TG Therapeutics Inc. got a dose of good news when the independent data safety monitoring board recommended that the UNITY-CLL study be stopped early for superior efficacy after an interim analysis showed its umbralisib and ublituximab combination (U2) helped patients with chronic lymphocytic leukemia (CLL).
It was even better news for TG's executive chairman and CEO, Michael Weiss, who had previously said that he was so confident in the study that he would leave the industry if the study wasn't successful. "So, I'm kind of happy I don't have to leave biotech right now," Weiss joked on a call with investors announcing the results.

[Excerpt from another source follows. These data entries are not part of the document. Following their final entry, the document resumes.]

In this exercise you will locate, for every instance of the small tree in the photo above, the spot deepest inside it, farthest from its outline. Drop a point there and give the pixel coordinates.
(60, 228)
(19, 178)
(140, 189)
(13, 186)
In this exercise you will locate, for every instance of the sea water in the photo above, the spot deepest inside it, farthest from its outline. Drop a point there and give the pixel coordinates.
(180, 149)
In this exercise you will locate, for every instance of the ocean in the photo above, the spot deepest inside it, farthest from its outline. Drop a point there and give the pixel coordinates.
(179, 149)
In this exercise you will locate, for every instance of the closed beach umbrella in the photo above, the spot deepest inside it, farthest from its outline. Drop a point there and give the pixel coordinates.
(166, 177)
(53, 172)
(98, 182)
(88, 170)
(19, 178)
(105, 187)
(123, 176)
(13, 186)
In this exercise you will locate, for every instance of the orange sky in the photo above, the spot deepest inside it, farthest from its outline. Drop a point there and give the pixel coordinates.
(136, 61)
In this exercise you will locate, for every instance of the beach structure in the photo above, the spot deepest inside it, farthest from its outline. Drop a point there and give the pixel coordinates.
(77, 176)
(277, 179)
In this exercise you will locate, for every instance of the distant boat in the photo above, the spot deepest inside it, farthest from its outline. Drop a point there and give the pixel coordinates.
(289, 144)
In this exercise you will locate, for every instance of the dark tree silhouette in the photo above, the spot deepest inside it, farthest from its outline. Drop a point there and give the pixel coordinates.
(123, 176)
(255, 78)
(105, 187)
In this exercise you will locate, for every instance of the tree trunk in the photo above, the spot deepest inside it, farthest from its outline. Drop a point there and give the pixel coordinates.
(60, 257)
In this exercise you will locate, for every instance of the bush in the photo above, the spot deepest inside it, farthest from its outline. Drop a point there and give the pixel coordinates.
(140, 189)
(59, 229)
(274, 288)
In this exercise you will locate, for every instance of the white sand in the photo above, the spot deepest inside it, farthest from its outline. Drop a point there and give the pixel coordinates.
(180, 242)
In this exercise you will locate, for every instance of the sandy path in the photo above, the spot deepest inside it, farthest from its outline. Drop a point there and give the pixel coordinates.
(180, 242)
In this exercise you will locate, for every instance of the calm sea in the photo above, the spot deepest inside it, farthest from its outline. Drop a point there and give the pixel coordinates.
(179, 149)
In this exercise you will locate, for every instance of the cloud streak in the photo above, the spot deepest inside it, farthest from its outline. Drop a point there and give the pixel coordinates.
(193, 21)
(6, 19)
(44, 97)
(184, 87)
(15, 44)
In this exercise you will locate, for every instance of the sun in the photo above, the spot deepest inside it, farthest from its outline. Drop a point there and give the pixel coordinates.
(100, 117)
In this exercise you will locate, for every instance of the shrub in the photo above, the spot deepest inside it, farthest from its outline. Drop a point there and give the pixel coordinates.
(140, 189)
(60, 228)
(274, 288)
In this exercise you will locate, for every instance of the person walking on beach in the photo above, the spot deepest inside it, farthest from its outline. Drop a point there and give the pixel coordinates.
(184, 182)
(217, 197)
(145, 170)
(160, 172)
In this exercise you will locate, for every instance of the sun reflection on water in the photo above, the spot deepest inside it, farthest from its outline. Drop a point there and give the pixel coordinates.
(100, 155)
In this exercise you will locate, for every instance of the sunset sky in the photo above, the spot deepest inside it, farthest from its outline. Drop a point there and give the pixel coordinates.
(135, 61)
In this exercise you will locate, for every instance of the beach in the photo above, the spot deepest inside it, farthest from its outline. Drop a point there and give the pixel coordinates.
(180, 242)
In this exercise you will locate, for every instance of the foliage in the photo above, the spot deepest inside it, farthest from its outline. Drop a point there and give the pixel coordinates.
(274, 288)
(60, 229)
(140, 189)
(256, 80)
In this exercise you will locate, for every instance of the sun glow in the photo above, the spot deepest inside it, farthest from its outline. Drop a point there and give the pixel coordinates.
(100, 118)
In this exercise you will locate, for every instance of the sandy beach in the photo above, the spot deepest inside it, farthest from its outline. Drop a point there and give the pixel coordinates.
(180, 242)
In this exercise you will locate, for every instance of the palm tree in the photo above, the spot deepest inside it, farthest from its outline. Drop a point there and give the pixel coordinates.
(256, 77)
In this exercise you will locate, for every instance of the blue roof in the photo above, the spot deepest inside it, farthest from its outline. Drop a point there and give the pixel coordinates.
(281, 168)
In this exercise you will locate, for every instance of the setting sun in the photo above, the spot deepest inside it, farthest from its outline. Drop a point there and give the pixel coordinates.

The 420-patient UNITY-CLL study compared U2, TG's umbralisib, a dual inhibitor of PI3K-delta and CK1-epsilon, plus TG's glycoengineered anti-CD20 monoclonal antibody, ublituximab, to Gazyva (obinutuzumab, Roche Holding AG), a monoclonal antibody that also targets CD20, plus the chemotherapy chlorambucil. The interim analysis showed U2 beat Gazyva plus chlorambucil on the primary endpoint of progression-free survival (PFS) with a “p” value of <0.0001, although the exact measurements for PFS weren't disclosed.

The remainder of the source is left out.